What do we mean by machine learning?
If we split the term into two simple words, we get machine and second word we get is learning and if we use these two words to make a sentence, we can say that the process of training a machine and making it learn to automate a task is called machine learning.
If we explain it in more technical terms, we can define machine learning as the subset of Artificial intelligence that provides a machine an ability to learn from the raw data and predict the output using one of the many available machine learning algorithms.
What is testing and training data set?
Training data set – it is the data set on which the machine is trained. First task is to collect the data required to design the model from surveys or online sources. This collected data will not be perfect as it may contain many junk values or null values etc. which can harm the prediction of the model. Hence, we have to process this raw data to make it suitable to feed as training set into the machine. This process of cleansing the data is called data wrangling.
Testing data set – Once the model has been trained, we have to test its efficiency to predict the output before moving it to production. This is done using testing data. This testing data will have the sample values similar to training data but these values are not fed to system during training phase. In general system is trained on 90% of data and 10% of data is kept to test the performance of the model. This 10% of data which help to test the efficiency of the system is called as testing data set.
Simple example of machine learning
Let me explain machine learning through a simple example of even and odd numbers. Suppose we have a task to identify if the number is odd or even. From a programming perspective we can define a condition as if number % 2 is equal to zero then number is even else the number is odd. Here we have used programming to do this task.
Now suppose we want to accomplish this task without writing a program explicitly. This we can do by training the machine with raw data which we call as training data. We will provide set of data having relation as odd or even. e.g.
(X ,Y) => (2, even),(13, odd),(25, odd),(34, even),(37, odd),(38, even) ……
so on till we have sufficient samples. Now if we feed this data to the machine using learning algorithm, the machine will automatically find the relationship between X and Y. Now if give some numbers as input, the machine will automatically predict the output i.e. if the number is even or odd.

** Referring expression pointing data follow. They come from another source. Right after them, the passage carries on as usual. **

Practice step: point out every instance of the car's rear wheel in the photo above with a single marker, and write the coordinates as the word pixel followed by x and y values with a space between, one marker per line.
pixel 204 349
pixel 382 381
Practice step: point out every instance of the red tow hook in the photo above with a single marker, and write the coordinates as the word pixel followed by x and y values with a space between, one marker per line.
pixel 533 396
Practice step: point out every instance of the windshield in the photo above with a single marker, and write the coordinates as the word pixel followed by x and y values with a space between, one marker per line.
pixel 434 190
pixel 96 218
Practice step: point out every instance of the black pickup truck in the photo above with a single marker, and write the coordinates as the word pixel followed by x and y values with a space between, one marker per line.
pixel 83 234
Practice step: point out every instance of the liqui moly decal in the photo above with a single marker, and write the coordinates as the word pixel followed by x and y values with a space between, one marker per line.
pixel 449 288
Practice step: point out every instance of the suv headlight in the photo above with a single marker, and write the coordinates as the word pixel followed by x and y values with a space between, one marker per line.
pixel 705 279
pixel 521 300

Real life example of machine learning
1. Email Spam filtering – Email service providers use ML to train the machine to filter out spam mails from authenticated mails to give better user experience.

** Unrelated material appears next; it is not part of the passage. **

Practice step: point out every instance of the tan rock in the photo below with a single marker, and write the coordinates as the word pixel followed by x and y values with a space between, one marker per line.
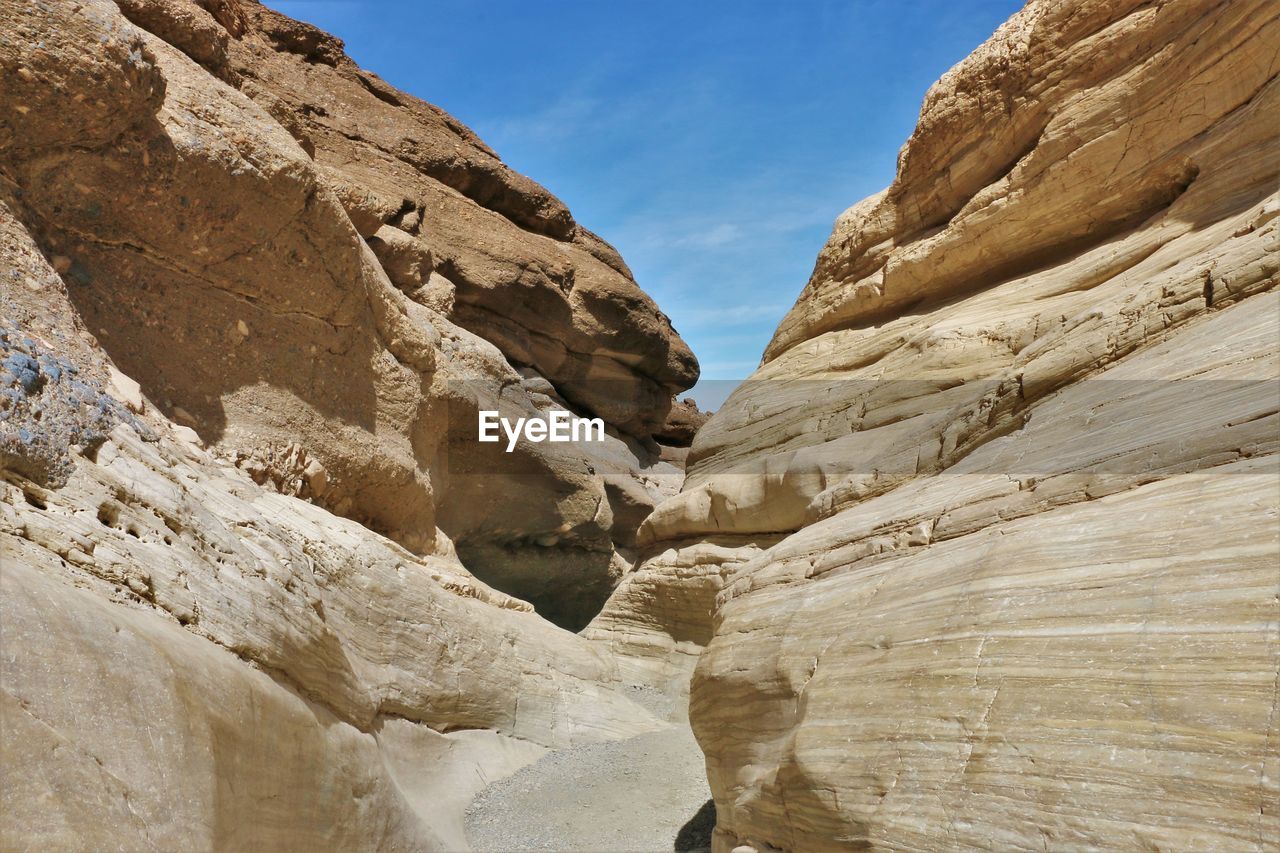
pixel 1015 447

2. Online customer support – Some service providers use this as bot which engage customers with their query till customer gets their answer or till any human support executive is available.
3. Product Recommendations – Online shopping websites observe your purchase trend and based on this data shows you recommendation of other types of product.
4. Types of ad shown – You might have noticed that google shows you the ads based on your searches or on YouTube you will find ads based on your search history or on the type of video you are watching.
Prediction and efficiency.
The ability to predict the output is totally dependent on the quality of raw data we have used to train the machine. It is evident that in real life scenarios it is difficult to get perfect data hence it’s very difficult to predict the output with 100% certainty but by following the data wrangling methods i.e. removing the junk data, using specific data, avoiding null values in testing set etc. can help the machine to predict the output close to 90% efficiency or even more.
If the training data is good, machine learning models are predicting the output with too much precision, in some scenarios when they are combined with AI, they have defeated human intelligence too. As we often see in news, IT companies are investing huge amount in their Data Science projects, we can see It is the future of industries.